Fact: People who lose weight quickly are actually more likely to weigh less after many years.
When someone tells me about some "lose weight fast" scheme, I often see that as a red flag that something's wrong. A red flag, not tell-tale proof. I start to wonder if the scheme relies on the person losing lots of water weight, or worse, muscle mass. If someone loses a lot of water weight or muscle mass, it's likely that they will put that weight right back on eventually. If it's muscle mass they've lost, they'll end up even worse off than when they started.
If I dig deeper into a weight loss scheme that doesn't seem to fall prey to these kinds of programs, I often decide that the person following it should be followed closely by professionals to make sure weight loss is happening in a way that is healthy -- and sustainable over the long-term. That's exactly what medically-driven weight loss programs do!
Myth 4: You will only lose weight when you are "ready" to do so. Health-care professionals should measure each patient's diet readiness.I purposely drew out my thinking a bit in "myth #2", the one about goal setting because this one is the same idea. Some people need a few tries as this fitness thing. Sometimes, we can look back and claim that the first few tries didn't work because they "weren't ready." People are just too personal for these ideas to be generalized for everyone. We can get statistics that tell us what most people respond best to, but that's all we get. None of us come complete with an owner's manual.
Fact: Among people who seek weight loss treatment, research suggests that examining readiness does not predict weight loss or helps to make it happen.
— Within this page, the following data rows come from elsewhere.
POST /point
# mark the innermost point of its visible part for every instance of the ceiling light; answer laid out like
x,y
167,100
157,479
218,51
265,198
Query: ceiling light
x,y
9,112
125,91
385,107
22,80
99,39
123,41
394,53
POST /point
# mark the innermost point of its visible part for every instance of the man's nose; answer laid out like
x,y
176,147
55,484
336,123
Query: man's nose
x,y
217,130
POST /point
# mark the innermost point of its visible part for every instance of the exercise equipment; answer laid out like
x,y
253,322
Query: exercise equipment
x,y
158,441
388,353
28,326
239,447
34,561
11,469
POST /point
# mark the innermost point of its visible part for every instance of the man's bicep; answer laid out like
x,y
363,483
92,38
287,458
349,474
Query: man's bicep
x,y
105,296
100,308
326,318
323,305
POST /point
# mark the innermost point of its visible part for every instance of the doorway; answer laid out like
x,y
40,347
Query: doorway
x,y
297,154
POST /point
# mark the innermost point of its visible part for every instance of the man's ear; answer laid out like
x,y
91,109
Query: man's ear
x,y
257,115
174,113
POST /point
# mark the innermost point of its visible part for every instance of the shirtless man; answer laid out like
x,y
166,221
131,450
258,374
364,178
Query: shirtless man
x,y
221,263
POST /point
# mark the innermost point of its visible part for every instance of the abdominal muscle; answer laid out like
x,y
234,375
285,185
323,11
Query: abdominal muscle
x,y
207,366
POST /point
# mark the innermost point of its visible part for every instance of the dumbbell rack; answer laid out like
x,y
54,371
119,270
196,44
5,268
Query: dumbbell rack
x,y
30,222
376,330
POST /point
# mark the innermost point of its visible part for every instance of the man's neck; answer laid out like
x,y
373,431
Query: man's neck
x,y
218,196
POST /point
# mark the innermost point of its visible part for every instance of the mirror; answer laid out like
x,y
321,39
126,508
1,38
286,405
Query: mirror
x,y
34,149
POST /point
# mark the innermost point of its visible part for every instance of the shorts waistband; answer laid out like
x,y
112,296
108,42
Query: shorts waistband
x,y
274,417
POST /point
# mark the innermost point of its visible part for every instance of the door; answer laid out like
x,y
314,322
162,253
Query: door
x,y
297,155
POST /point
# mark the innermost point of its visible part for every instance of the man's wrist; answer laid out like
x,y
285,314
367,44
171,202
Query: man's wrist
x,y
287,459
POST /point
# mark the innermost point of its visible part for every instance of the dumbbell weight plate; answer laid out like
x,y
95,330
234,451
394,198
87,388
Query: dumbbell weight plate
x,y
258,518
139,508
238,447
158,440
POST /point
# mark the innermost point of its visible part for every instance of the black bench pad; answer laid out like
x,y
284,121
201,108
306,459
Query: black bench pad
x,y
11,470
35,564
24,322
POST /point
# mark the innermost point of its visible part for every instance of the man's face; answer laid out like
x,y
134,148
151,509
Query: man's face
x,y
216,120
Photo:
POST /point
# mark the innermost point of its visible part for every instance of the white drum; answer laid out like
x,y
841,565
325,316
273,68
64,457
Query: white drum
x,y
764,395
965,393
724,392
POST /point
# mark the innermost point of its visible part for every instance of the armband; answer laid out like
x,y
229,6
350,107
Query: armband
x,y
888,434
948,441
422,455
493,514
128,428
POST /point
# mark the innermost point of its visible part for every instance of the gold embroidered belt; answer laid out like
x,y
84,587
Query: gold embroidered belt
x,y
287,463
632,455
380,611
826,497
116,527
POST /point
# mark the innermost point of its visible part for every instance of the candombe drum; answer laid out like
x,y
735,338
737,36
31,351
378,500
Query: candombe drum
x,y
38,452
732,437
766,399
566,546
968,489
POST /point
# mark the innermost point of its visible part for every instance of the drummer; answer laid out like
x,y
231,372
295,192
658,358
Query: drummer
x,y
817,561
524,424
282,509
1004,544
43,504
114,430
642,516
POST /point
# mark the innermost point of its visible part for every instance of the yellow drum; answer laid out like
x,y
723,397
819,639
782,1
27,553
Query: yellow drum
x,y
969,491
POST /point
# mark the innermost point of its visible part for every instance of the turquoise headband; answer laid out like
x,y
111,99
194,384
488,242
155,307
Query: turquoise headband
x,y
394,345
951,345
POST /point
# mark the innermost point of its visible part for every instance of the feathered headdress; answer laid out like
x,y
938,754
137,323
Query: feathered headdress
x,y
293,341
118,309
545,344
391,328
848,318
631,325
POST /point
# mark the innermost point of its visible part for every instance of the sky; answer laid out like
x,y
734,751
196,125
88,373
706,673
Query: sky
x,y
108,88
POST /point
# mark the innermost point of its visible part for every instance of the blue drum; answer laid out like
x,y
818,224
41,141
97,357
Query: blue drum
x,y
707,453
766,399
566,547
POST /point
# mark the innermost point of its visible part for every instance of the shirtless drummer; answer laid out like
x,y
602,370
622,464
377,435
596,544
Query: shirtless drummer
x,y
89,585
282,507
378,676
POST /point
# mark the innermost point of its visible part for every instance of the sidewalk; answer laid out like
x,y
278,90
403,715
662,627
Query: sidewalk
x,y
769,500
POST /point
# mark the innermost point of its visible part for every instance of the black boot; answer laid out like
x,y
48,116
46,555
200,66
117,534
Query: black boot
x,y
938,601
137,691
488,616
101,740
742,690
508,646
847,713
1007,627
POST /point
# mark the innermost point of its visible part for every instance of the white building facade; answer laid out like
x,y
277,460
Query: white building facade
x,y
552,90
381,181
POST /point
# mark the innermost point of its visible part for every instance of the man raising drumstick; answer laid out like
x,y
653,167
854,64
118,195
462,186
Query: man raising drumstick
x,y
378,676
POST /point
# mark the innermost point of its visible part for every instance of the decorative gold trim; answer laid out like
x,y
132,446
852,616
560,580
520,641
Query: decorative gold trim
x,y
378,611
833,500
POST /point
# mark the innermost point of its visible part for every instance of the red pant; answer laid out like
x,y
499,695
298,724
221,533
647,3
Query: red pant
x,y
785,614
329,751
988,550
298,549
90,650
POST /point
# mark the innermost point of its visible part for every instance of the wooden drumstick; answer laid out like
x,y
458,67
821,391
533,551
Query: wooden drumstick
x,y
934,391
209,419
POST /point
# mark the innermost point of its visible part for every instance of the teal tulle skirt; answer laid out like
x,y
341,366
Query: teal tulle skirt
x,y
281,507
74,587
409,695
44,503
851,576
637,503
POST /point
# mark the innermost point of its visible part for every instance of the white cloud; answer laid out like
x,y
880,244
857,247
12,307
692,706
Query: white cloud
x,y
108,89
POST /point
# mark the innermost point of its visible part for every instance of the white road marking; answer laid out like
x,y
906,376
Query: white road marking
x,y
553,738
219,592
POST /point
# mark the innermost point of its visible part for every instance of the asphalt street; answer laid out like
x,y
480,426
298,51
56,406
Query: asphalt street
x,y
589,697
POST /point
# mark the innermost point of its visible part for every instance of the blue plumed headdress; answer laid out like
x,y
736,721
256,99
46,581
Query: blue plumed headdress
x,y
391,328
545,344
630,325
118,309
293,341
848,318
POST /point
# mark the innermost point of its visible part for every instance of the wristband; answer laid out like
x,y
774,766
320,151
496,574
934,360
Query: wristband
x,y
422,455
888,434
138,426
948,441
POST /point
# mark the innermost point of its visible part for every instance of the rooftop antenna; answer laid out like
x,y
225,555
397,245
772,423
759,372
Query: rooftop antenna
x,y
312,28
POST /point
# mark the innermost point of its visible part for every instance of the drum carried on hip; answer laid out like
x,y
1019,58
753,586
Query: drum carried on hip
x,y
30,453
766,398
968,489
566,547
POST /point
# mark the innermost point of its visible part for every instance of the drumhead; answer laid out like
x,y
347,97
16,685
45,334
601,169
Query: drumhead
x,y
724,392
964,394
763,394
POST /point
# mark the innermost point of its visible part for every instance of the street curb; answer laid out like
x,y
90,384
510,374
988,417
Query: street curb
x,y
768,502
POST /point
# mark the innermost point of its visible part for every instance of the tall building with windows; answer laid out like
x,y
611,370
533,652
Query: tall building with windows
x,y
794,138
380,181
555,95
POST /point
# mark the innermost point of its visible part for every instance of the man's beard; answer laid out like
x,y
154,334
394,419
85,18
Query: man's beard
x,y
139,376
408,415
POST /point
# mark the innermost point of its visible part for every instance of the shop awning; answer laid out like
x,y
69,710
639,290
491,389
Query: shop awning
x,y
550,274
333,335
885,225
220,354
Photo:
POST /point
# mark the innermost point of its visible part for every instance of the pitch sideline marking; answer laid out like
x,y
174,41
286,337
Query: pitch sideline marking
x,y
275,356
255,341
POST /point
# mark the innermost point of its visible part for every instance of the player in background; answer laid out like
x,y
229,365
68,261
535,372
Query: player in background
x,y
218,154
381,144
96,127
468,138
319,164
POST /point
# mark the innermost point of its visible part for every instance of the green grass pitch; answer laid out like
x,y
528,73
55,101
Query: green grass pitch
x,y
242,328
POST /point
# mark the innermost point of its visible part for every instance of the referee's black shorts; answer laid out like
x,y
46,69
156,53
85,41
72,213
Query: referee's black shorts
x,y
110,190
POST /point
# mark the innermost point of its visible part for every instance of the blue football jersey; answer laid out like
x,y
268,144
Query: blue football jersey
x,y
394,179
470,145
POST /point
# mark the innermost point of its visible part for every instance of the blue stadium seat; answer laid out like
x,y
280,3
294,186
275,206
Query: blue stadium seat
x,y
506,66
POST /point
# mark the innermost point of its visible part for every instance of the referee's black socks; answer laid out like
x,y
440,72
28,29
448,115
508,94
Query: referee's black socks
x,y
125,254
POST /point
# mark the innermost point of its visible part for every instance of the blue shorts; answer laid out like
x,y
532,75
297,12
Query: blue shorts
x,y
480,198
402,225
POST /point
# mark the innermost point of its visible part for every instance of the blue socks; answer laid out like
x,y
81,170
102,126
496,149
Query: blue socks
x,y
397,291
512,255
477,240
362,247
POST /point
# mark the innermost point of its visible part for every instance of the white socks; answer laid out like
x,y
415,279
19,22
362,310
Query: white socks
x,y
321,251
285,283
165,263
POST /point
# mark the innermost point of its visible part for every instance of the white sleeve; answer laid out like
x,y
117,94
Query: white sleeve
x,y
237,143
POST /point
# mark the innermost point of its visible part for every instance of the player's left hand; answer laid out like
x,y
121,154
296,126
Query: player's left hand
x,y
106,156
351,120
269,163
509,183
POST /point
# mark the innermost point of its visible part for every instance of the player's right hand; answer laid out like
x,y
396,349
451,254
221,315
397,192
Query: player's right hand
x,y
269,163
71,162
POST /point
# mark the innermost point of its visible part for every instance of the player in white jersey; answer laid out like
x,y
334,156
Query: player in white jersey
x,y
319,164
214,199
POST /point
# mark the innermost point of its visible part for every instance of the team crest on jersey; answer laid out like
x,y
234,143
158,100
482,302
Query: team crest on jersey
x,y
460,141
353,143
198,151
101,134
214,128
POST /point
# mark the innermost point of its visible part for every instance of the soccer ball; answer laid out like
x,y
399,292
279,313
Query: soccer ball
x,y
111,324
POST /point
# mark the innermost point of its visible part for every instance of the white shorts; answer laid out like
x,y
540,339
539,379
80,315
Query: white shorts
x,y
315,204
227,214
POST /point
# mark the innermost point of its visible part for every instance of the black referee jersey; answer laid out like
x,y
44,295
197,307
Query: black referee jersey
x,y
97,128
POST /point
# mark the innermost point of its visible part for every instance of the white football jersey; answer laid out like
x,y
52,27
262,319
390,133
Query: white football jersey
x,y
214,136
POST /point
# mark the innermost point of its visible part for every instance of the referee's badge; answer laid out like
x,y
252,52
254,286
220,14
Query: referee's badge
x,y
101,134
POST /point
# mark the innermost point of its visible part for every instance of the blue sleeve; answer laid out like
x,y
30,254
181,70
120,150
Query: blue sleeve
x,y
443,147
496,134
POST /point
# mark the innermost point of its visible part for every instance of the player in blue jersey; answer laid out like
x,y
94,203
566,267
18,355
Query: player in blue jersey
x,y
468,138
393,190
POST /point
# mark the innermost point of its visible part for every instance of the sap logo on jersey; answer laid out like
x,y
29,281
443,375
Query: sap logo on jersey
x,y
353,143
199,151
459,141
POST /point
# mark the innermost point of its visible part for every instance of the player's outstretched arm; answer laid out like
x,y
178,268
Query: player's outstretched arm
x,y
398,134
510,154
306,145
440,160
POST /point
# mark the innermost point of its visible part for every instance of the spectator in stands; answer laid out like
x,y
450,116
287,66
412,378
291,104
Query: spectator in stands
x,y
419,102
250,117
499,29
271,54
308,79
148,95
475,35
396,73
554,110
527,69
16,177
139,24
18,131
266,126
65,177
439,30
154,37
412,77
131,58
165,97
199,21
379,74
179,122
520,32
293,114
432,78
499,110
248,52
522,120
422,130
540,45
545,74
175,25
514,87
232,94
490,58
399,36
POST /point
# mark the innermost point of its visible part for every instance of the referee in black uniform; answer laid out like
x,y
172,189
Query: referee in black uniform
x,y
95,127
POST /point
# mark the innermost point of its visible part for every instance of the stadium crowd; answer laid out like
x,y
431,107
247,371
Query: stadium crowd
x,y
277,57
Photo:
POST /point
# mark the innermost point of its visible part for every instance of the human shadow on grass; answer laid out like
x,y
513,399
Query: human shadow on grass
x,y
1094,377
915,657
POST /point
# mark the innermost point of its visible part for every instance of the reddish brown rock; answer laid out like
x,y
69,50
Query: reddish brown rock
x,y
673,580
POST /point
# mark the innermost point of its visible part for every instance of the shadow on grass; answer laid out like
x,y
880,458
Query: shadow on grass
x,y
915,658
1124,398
Myth 5: Childhood gym classes in their current state, play an important role in the prevention of childhood obesity.I'd call this one "piling on." Fitness professionals, teachers, and parents all see the benefits of childhood fitness -- particularly in a culture where childhood obesity is on the rise. We see the direct benefits of children being active and we hope that including every kid in gym classes will help every single one of them. Is that proven? Maybe not.
Fact: Physical education classes currently, do not appear to counteract obesity.
So, how do we see this one coming? Well, it passes the smell test. Kids participate in gym class, so they are less likely to be obese. Makes sense! And the potential myth gets perpetuated. By whom? Well, remember the fitness professionals, teachers, and parents who wanted to do what's best for the kids? We could very well be the culprits. The lesson: when we fight for something that we see as so important, let's be sure we're actually getting the result we want.
Myth 6: Breastfeeding helps prevent future obesity for the breastfed baby.This, potentially, could be more piling on. There are a dozen benefits to breastfeeding. Let's make sure every benefit being listed is backed up with actual facts.
Fact: Although breastfeeding has advantages for both mother and child, data does not confirm that it protects against obesity.
Myth 7: One act of sex can burn up to 300 Kcals per person.To avoid crossing the line here, I'll just say this: not all acts of sex are the same. To imply that all of them use the same number of calories -- whether it's 300 Kcals per person or one-twentieth of that -- is just a little silly.
Fact: In reality, it is just about one-twentieth of that on average, and not much more than resting on the couch.
The fitness and health business always has been dominated by myths -- and it won't change any time soon. It is our job as the consumer to try to dig through the junk to find was is not only true but also what applies to us. That's never easy. But, if you stick to the basics -- eating healthy and staying active -- you can never go wrong. The rest requires a healthy dose of cynicism.